You see, I could never tell my parents or friends this story without being deemed as weird or as needing some help, so I kept quiet and suffered in silence for years. I was terrified at night for years as they entered my dreams, moved, etc. I forgot to say that sometimes their eyes were looking straight at me. I also can’t decide if one memory I have is real or if I dreamt it only. I think I found the second doll once with her back turned to me and facing the wall, but I don’t know now if that was real.
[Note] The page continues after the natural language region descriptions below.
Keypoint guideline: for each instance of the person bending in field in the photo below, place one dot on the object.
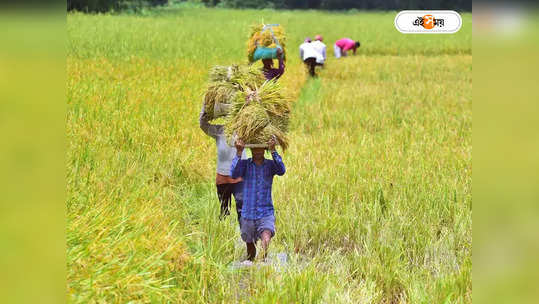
(343, 45)
(226, 185)
(320, 47)
(257, 214)
(309, 56)
(269, 71)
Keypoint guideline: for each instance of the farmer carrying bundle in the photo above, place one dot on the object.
(224, 82)
(264, 41)
(267, 42)
(258, 115)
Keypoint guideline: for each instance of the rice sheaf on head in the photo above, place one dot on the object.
(265, 39)
(257, 115)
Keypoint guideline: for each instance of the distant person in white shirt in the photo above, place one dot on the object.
(320, 47)
(309, 55)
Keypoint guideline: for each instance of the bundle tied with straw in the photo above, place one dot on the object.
(256, 115)
(224, 82)
(265, 36)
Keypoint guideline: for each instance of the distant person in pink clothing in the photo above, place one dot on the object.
(343, 45)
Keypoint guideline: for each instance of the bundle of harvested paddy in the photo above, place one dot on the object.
(267, 37)
(224, 83)
(257, 115)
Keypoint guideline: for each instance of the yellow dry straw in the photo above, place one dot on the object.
(257, 115)
(225, 81)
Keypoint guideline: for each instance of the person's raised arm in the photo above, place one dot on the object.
(281, 62)
(237, 168)
(209, 129)
(277, 166)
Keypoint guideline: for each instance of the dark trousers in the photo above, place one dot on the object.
(311, 64)
(224, 193)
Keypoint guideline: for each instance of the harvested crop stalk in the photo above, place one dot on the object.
(257, 115)
(224, 82)
(264, 41)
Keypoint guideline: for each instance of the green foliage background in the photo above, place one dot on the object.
(376, 203)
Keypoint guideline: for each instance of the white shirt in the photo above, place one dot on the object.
(307, 51)
(319, 47)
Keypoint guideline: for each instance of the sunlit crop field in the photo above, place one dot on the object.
(375, 206)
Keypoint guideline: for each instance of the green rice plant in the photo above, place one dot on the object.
(376, 203)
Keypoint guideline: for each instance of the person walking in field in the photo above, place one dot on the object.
(319, 47)
(309, 56)
(226, 185)
(343, 45)
(258, 218)
(269, 71)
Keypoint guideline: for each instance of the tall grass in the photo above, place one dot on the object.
(376, 203)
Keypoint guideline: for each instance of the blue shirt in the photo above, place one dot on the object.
(257, 182)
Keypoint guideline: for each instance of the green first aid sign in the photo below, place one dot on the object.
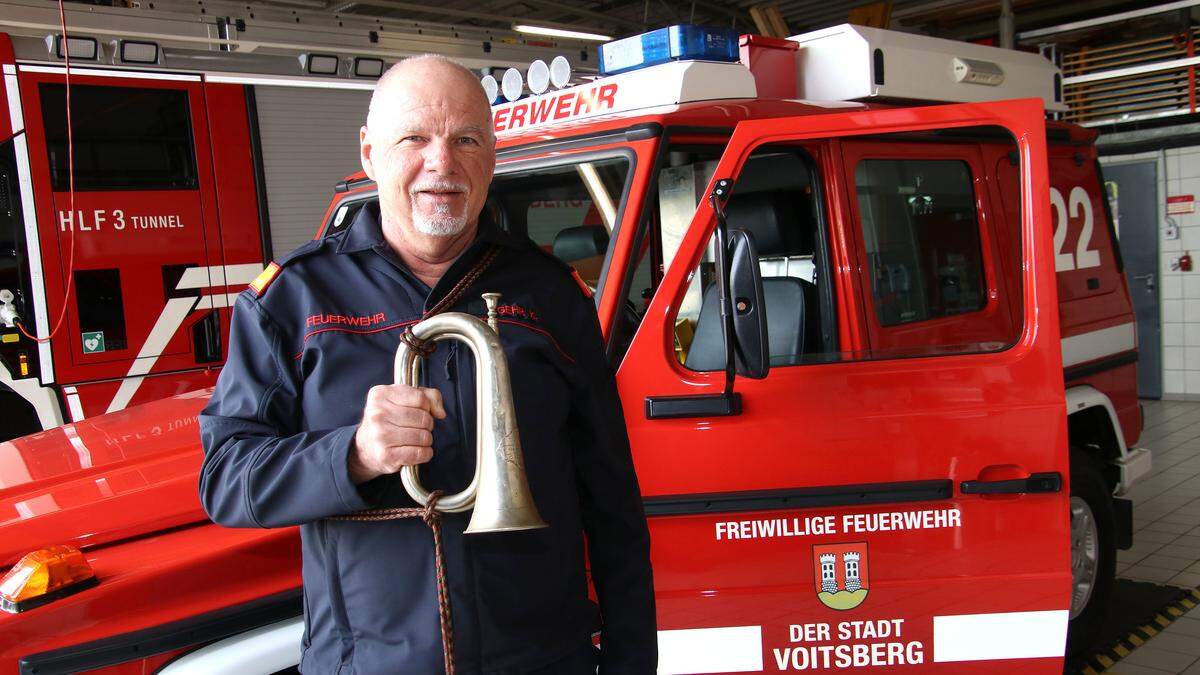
(94, 342)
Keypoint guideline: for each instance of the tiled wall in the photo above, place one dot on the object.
(1179, 173)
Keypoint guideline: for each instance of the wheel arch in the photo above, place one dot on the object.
(1092, 425)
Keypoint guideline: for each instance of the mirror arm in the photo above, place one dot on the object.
(720, 193)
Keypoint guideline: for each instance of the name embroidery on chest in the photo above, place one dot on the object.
(343, 320)
(514, 310)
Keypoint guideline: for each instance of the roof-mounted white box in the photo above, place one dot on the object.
(853, 63)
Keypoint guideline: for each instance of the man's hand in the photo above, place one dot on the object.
(396, 430)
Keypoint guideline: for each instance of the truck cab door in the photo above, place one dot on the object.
(865, 505)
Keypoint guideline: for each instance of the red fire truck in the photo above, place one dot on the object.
(903, 447)
(187, 177)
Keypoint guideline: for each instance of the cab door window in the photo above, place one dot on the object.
(775, 198)
(124, 137)
(934, 251)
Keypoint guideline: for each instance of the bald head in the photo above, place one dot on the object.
(425, 72)
(430, 148)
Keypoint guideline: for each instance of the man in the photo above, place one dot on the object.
(305, 423)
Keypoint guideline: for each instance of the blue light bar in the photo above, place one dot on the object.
(670, 43)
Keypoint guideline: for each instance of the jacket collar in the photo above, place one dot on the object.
(365, 231)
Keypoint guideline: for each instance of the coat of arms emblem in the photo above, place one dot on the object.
(840, 573)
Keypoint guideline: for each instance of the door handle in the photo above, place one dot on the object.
(1048, 482)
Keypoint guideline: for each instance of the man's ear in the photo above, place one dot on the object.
(365, 153)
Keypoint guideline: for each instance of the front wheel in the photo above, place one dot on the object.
(1092, 549)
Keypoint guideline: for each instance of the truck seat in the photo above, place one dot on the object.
(793, 312)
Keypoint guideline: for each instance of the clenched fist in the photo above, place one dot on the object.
(396, 430)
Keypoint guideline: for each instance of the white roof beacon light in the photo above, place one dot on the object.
(853, 63)
(511, 84)
(539, 76)
(559, 71)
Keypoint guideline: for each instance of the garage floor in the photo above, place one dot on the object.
(1167, 533)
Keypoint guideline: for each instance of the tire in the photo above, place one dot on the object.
(19, 418)
(1092, 549)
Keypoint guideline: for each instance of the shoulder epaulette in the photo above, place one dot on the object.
(264, 279)
(271, 270)
(565, 267)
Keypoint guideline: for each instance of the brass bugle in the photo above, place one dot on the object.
(499, 490)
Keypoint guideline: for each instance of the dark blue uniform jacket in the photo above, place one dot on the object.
(276, 435)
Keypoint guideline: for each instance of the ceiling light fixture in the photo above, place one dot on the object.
(561, 33)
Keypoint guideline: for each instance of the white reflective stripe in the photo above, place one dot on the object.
(261, 651)
(319, 83)
(43, 399)
(34, 248)
(84, 71)
(216, 300)
(169, 321)
(735, 649)
(1096, 344)
(73, 404)
(219, 275)
(174, 314)
(1013, 634)
(13, 94)
(81, 448)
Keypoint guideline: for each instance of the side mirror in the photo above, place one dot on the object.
(751, 347)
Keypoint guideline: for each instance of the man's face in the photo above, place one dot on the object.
(430, 151)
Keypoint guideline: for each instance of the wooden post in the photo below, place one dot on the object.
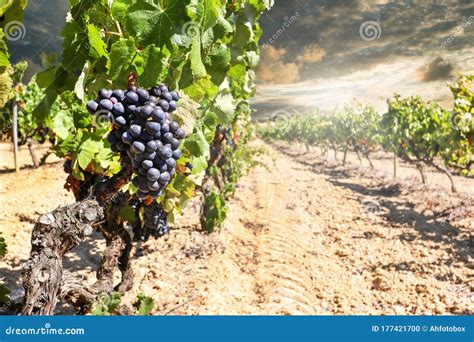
(15, 133)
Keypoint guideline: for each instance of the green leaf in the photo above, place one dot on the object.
(225, 109)
(106, 304)
(62, 123)
(98, 48)
(154, 22)
(197, 67)
(122, 54)
(144, 304)
(87, 152)
(75, 46)
(79, 86)
(197, 144)
(155, 61)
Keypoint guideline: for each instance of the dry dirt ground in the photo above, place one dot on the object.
(303, 236)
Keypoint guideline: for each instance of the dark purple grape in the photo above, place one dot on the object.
(135, 130)
(153, 186)
(146, 111)
(172, 106)
(180, 134)
(143, 95)
(153, 174)
(120, 121)
(93, 106)
(139, 121)
(106, 104)
(104, 94)
(171, 162)
(135, 182)
(166, 96)
(174, 126)
(146, 137)
(162, 166)
(121, 146)
(158, 115)
(166, 152)
(118, 109)
(147, 164)
(164, 105)
(131, 109)
(175, 96)
(164, 177)
(150, 155)
(127, 138)
(155, 91)
(174, 143)
(151, 104)
(131, 97)
(143, 186)
(177, 154)
(167, 137)
(139, 157)
(151, 146)
(159, 144)
(112, 138)
(142, 195)
(138, 147)
(118, 94)
(165, 128)
(152, 127)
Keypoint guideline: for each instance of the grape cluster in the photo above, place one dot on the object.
(153, 222)
(144, 130)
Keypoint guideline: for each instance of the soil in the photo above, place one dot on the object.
(304, 235)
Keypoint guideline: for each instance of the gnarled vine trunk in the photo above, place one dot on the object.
(56, 233)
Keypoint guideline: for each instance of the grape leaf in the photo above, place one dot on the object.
(122, 55)
(197, 67)
(98, 48)
(154, 22)
(225, 109)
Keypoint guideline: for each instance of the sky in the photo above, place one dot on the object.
(322, 54)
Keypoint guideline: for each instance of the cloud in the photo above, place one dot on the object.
(311, 54)
(274, 69)
(437, 69)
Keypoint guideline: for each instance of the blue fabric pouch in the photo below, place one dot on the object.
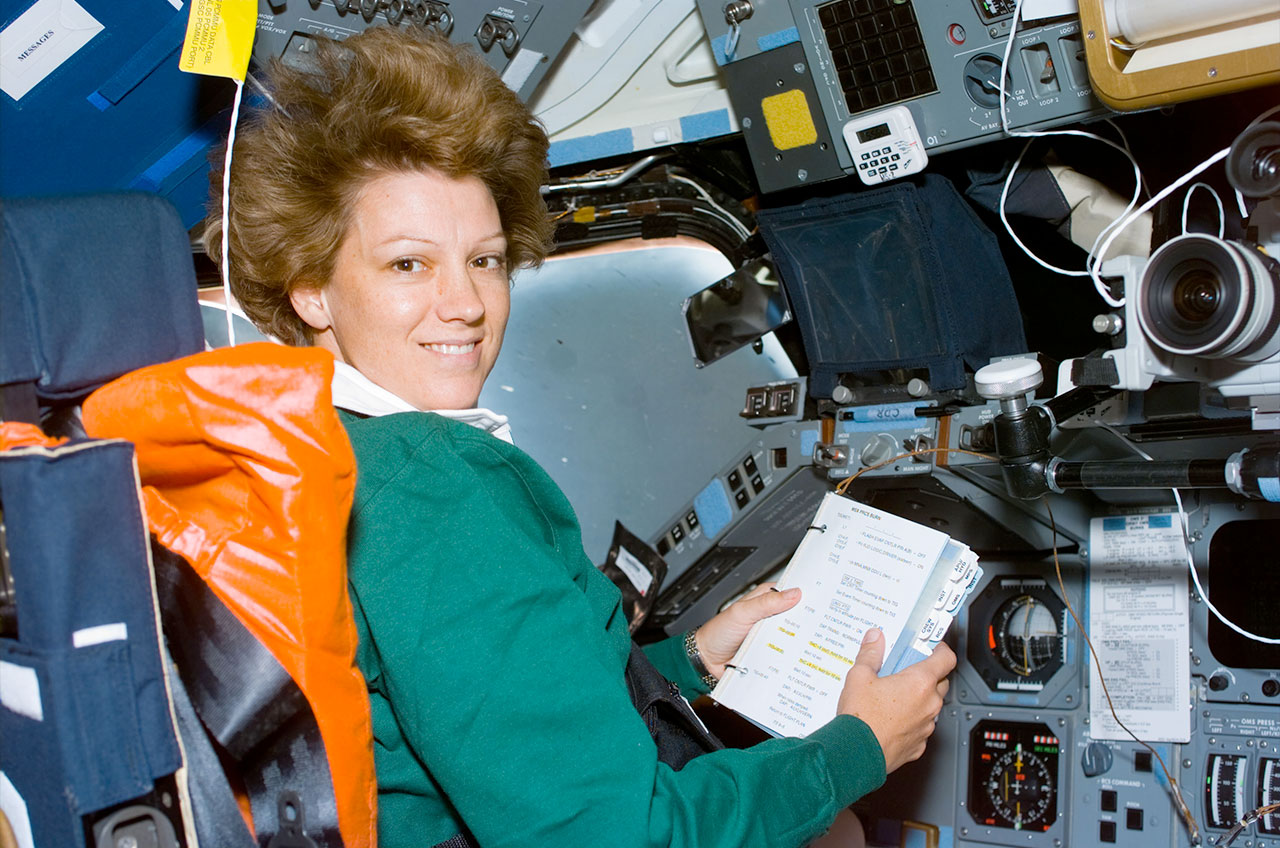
(87, 652)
I’m telling you all of this because I know you will understand, even though you don’t know me. I thought this would just go away but it hasn’t. I am 23 now. Why am I still having the same type of nightmares with these dolls? I have no idea if this is relevant to this case, but I’ve had several other paranormal experiences, ones that aren’t related to the dolls. However, this stopped when I turned 13 or 14. Every time anything paranormal happened to me, it was bad. I don’t know exactly what it was, but all the energy I felt was negative, like those, let’s call them spirits, were there to hurt me (except for one time, the last time I ever had contact with spirits, or whatever they were). The last one was nice and it was the first time I didn’t feel scared.
My question is why haven’t my problems with the dolls stopped? I took them far away from me, so why are they still tormenting me? And what exactly are they? I’m not crazy, am I? There’s something there; they can’t be normal. Why do they hate me? All I did was love them. Yes, I loved those dolls. Why did this happen to me? What can I do? Will the nightmares ever stop?